Rowan is ten years old and Rowan is a transgender boy. He doesn’t necessarily have the exact vocabulary to describe it, but he knows that he is different – special on days when he is feeling more charitable towards himself. “I’m not like other boys,” Rowan declares early in the novel and this is the beginning of the story.
His group of girlfriends have abandoned him and have begun the almost silent bullying that so often happens in middle school: laughing, pointing, exclusion. There’s Sophia… Rowan thinks that he and Sophia have a lot in common. Neither of them seems to “fit in” the way they feel they should. Together they have a tender and touching friendship. I was particularly touched by the way they would leave rocks on each other’s porches so that they knew they were each fine. It struck me as something that a young person would do… a way of existing and being noticed.
Because of the inner turmoil, Rowan is dealing with he begins writing letters to an anonymous friend. Using his allowance Rowan buys balloons and ties the letters to them and sets them free. It’s a wonderful coping mechanism and a beautiful vehicle for the character’s thoughts.

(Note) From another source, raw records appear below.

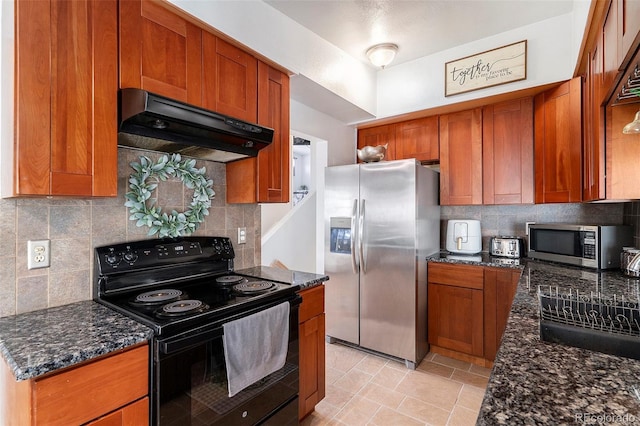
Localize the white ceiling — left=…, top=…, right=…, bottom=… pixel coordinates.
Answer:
left=264, top=0, right=576, bottom=69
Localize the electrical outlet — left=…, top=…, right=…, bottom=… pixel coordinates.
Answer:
left=27, top=240, right=50, bottom=270
left=237, top=227, right=247, bottom=245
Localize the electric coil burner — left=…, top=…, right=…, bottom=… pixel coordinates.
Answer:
left=155, top=299, right=209, bottom=318
left=131, top=289, right=185, bottom=307
left=233, top=281, right=277, bottom=295
left=94, top=236, right=301, bottom=426
left=216, top=275, right=245, bottom=286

“I don’t really care if the person reading this is a boy or a girl, but for some reason picking sides seems to matter more now than ever.” – Rowan
The letters are Rowan’s way of processing what is going on in his own mind and around him. As he explores gender by signing with different names and pondering the way he feels about various students at his school – Rowan reveals that he has another secret. Clearly, he is dealing with sexual abuse at home.
The letters are very realistic, heartfelt, and reflected the turmoil of living in a home in which there is little safety. I found the voice sometimes varied a bit… there were times when I felt that Rowan seemed much younger than 10 years old, but I suppose that could be a manifestation of spending so much time alone. It’s a minor issue.
What is most touching is that Rowan slowly reveals that he is being sexually abused by his father. It's heartbreaking to read the subtle references and I can't even begin to describe how touching this part of the novel was. I found myself with tears in my eyes more than once.
I did feel that the 90s references in the book were a little overwhelming. Sometimes there were so many references that it pulled me out of the emotion of the novel.
This is a very important topic and I suspect that it will reach children right where they are. I don’t know that all young people will connect with Rowan as the letter-writing is something than a lot of young people won’t identify with. I do see how it would be a way of speaking when you feel as though you aren’t being heard. And, if there is any message in this book it’s that Rowan is desperately trying to say something, and no one is listening.